Today I'm missing the feeling of paddling out more than ever. The sea air filling my senses, the engagement of my entire body with each stroke, the unknown of how long before "my wave" arrives, and most of all...….leaving all my problems/worries at the shore.

I've been watching a lot of movies and documentaries around the lifestyle of surfing. The therapeutic benefits are hard to compare, if you can get over the fear of the ocean itself and keep yourself vulnerable. It presents new challenges and sets you at ease simultaneously.
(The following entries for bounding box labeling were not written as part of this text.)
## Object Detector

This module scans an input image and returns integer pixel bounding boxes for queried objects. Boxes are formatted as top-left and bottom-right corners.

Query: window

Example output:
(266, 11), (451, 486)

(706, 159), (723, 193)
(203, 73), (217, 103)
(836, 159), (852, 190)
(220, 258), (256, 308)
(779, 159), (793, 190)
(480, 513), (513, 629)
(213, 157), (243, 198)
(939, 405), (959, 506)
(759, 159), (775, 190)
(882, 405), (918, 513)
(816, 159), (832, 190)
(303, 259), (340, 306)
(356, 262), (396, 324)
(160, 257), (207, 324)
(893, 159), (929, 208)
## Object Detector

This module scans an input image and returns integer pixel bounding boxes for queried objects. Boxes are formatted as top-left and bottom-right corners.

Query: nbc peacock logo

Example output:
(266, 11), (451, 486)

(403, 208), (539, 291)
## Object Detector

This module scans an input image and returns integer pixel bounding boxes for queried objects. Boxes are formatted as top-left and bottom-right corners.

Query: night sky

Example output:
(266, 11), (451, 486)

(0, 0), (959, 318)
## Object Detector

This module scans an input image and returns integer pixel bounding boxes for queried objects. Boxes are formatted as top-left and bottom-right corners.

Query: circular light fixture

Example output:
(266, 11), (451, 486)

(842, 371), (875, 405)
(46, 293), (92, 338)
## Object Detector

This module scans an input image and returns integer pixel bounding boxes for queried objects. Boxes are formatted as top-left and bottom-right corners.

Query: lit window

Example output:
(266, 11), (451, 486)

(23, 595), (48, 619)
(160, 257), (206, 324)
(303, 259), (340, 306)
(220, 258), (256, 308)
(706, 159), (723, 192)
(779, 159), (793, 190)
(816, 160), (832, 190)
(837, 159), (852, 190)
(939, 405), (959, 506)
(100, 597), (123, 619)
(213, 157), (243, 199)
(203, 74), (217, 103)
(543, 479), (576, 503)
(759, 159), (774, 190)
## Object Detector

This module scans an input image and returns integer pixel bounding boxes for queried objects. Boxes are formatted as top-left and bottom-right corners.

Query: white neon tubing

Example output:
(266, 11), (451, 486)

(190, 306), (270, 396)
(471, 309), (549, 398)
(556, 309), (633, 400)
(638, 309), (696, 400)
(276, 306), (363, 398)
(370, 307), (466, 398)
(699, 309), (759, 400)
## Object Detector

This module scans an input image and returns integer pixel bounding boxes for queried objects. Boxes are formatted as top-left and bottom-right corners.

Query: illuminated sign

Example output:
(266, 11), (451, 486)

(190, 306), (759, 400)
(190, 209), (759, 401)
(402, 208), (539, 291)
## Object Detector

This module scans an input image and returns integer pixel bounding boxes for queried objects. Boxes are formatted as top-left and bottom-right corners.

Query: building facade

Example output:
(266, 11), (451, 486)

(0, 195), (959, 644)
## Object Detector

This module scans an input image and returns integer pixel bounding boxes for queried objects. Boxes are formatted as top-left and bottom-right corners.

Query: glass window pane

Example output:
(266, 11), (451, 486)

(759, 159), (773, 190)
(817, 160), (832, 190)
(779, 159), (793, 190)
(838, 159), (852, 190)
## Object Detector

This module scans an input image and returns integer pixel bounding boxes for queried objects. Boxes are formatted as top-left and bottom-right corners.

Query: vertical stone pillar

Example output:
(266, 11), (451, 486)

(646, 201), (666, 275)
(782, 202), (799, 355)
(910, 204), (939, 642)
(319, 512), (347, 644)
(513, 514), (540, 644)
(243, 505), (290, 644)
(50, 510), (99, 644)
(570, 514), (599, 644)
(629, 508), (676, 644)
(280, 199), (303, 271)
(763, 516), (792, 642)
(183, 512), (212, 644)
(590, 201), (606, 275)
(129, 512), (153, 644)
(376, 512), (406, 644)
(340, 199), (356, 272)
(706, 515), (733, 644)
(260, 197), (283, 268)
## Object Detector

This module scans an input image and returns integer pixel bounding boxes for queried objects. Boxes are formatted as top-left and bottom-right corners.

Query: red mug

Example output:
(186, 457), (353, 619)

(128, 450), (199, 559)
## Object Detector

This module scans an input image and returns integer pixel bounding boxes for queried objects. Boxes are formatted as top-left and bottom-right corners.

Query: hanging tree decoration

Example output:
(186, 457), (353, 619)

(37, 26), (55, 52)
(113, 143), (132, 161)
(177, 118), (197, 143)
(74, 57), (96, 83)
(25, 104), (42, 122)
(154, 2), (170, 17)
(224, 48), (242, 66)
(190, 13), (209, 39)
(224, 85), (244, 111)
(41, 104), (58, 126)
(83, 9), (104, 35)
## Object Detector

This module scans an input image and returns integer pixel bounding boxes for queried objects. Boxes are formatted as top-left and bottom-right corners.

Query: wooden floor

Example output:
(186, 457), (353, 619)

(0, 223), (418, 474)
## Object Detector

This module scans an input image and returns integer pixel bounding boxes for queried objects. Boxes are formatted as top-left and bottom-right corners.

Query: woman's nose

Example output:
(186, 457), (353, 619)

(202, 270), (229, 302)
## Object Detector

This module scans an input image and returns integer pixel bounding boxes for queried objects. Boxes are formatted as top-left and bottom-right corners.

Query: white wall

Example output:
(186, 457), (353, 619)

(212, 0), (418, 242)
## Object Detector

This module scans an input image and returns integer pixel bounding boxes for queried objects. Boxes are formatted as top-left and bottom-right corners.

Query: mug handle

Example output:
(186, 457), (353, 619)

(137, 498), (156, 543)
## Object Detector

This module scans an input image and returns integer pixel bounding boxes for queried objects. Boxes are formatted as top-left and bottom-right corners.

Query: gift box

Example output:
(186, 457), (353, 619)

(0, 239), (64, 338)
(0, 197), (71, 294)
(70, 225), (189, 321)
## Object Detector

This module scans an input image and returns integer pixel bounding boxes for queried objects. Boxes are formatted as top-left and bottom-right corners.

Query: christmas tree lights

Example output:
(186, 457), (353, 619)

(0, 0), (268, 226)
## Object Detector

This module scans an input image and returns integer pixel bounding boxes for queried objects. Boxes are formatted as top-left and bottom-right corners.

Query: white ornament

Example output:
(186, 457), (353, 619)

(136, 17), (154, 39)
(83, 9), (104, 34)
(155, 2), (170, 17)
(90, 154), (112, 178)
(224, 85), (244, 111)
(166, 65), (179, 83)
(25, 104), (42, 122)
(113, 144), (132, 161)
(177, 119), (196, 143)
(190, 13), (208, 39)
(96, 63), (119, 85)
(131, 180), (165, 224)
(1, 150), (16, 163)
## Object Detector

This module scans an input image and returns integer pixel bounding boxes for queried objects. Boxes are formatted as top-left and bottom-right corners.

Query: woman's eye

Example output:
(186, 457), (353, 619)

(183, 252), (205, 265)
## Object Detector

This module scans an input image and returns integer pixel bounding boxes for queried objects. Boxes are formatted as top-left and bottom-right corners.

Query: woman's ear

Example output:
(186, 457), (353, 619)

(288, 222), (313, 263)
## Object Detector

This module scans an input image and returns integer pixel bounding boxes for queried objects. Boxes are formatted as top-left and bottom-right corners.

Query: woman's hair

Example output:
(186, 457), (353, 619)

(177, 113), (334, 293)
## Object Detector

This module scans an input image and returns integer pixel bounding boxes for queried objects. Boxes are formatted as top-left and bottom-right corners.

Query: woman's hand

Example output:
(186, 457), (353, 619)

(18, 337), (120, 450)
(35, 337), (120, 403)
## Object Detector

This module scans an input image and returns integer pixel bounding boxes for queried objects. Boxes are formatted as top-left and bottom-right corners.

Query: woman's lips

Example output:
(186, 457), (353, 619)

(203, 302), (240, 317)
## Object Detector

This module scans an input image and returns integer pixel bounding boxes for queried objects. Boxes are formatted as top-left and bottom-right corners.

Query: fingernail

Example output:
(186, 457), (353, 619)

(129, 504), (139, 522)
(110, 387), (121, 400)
If that makes sense.

The common denominator I found in most of the storylines was rehabilitation. Whether as a veteran with PTSD, an individual fighting addiction of various sorts, or just burning the candle at both ends. You find a new focus when it's just you, the board, and the water. Just a human buoy as no one rolling wake/wave is the same, it allows for a new experience every time.

A big draw for me is the fact that you will inevitable fall at some point with each wave. This is one of the few sports that keeps you humble. Mother nature is always in control. The motto of "only focus on things in life you can control" plays out every time you attempt to ride an uncontrollable force of water. I also believe this is the draw of retention.

We all too often want to rush to perfection (at least I know I do), and lose sight of the enjoyment that comes with learning. My friend Dan Breeden said it best, "slow down your progress and focus on the building blocks. Most raw beginners define success by how quickly they stand up on the first day. But you can learn a lot by spending a day on your belly and feeling how the board reacts as the wave changes." This is so very true, and a practice I will carry with me in and outside of surfing.